Christopher Tolkien, the son of "The Lord of the Rings" author J. R. R. Tolkien, has died at 95, The Tolkien Society announced on Thursday. Following his father's death in 1973, Christopher became the literary executor of the Tolkien Estate. He also edited and published the legendary author's previously unpublished material for decades.
He also contributed to his father's literary universe in image form through his detailed maps of Middle-Earth, the universe in which the famed "The Lord of the Rings" series is set.
Christopher was born in Leeds, United Kingdom, on November 21, 1924. He was a military veteran, serving in the Royal Air Force during World War II. He later became a lecturer in Old and Middle English, as well as Old Icelandic, at the University of Oxford.
His father was also a professor at Oxford when he wrote "The Hobbit," which is said to have been based on a story he told his children. So Christopher was likely one of the first to hear a version of the now-beloved 1937 novel.

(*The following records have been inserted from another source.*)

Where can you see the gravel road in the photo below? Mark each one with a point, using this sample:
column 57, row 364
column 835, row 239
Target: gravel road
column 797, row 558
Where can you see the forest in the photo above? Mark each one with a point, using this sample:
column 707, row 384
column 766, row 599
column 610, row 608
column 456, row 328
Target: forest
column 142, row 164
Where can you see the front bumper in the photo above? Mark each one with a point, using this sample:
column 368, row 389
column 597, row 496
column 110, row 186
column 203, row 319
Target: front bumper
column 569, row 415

"Christopher's commitment to his father's works have seen dozens of publications released, and his own work as an academic in Oxford demonstrates his ability and skill as a scholar," wrote Tolkien Society Chair Shaun Gunner in a press release. "We have lost a titan and he will be sorely missed."
In a second tweet, The Tolkien Society wrote Christopher was "Middle-earth's first scholar. Namárië." The word "Namárië" has a dual meaning — as both a greeting and a farewell in Quenya, a language created by J.R.R. Tolkien, CNET reported.
Christopher is survived by his wife, Baillie, and three children, Simon, Adam and Rachel.